In summary: If the SE doesn't work with SR, what specifically, in terms of the math, is the reason for this? I'm specifically interested in how this relates to the creation and annihilation operators of QFT, as I previously was under the impression that those operators didn't work with the Schrödinger equation, but my professor recently told me they're the same as the ladder operators used in non-relativistic quantum mechanics.
For context:
I posted a few questions a couple months ago, about the relationship between QM and QFT, such as What is the mathematical relationship between the wave functions of QM and the fields in QFT? and I got some very helpful explanations about how QFT requires the creation and annihilation operators, and I've also read (can't remember where) that the problem with the Schrödinger equation formulation of QM (as opposed to, e.g., the Dirac formulation) is that it assumes a single static reference frame, which obviously doesn't work with special relativity, and hence it's replaced by the Dirac equation in QFT. I also saw Schrödinger Equation and Special Relativity where the OP refers to a relativistic version of the Schrödinger equation and is told there is no such version, but no explanation is given for why.

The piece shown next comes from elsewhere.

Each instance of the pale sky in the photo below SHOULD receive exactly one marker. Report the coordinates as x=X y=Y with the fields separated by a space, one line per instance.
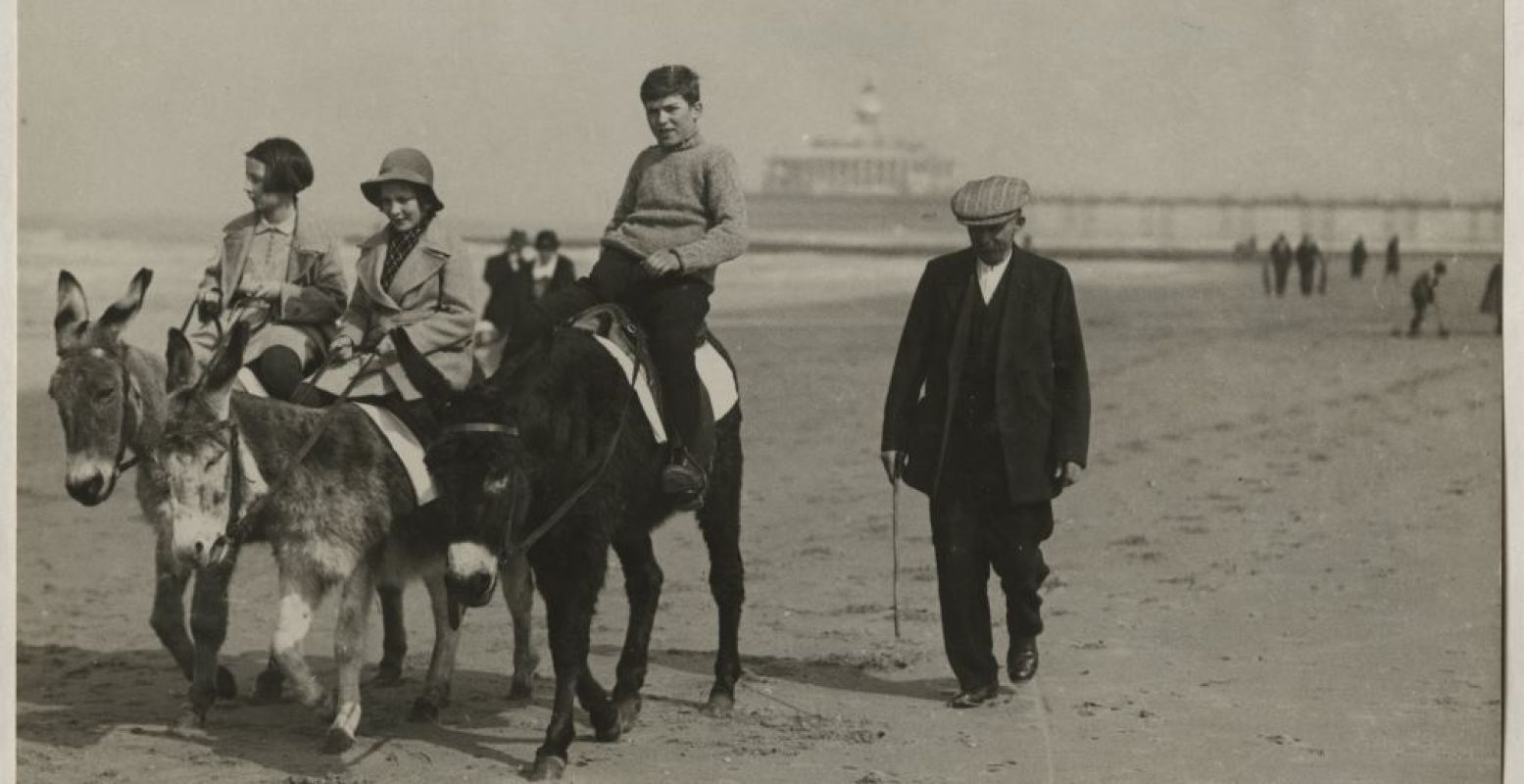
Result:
x=530 y=112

However, there are two things I'm not understanding:
The Schrödinger equation is perfectly compatible with changes of basis, such as converting between position and momentum space via the Fourier transform. The way I understand it from linear algebra and SR, a change of basis is mathematically equivalent to changing reference frames/coordinate systems. And, I mean, obviously changing between position and momentum space isn't the same thing as applying the Lorentz transform to change coordinates in spacetime, both the Lorentz transform and the quantum mechanical operators are linear operators over vector spaces, and the wavefunctions that are solutions to the Schrödinger equation are vectors in the vector space the operators act on. So if we can apply, e.g., the momentum operator to them, shouldn't we also be able to apply the Lorentz transform to them? If not, why?
A couple months ago, when I was reading those responses (such as the second answer to the above linked question) about how what makes QFT fundamentally different from QM is the creation and annihilation operators allowing us to switch reference frames (because, since energy and hence mass is relative, that means particle number is also relative), I got the impression that these operators were something specific to QFT that wouldn't work with the Schrödinger equation. However, in my QM course, we just finished the unit on the quantum harmonic oscillator, including using the ladder operators to find a recursive formula for the wavefunction at an arbitrarily high energy level. Griffiths' covers this in detail in chapter 2 of his QM text, and, at that point in the text at least, he's still starting every derivation with some expression he's previously derived from the Schrödinger equation. So clearly the ladder operators work fine with the Schrödinger equation and I thought nothing of it, until I read the Wikipedia article on those operators, which calls them creation and annihilation operators. I asked my QM professor in office hours and he said that, yes, they're the same creation and annihilation operators used in QFT, and then he started talking about how QED in particular is basically built-up from the quantum harmonic oscillator. I then asked a friend who previously did research in QFT if that was true what my professor said about QED being built up from the harmonic oscillator and he said yes, absolutely. So my question then is this: if QED, at least, is built up from the quantum harmonic oscillator, and QFT more generally uses the creation annihilation operators to change reference frames (which, if I understand correctly, is the main thing the Schrödinger formulation of QM lacks), but Griffiths' shows both that we can model the quantum harmonic oscillator using a wavefunction derived from the Schrödinger equation and that this wavefunction works perfectly well with the aforementioned operators, then how can the Schrödinger equation be incompatible with SR?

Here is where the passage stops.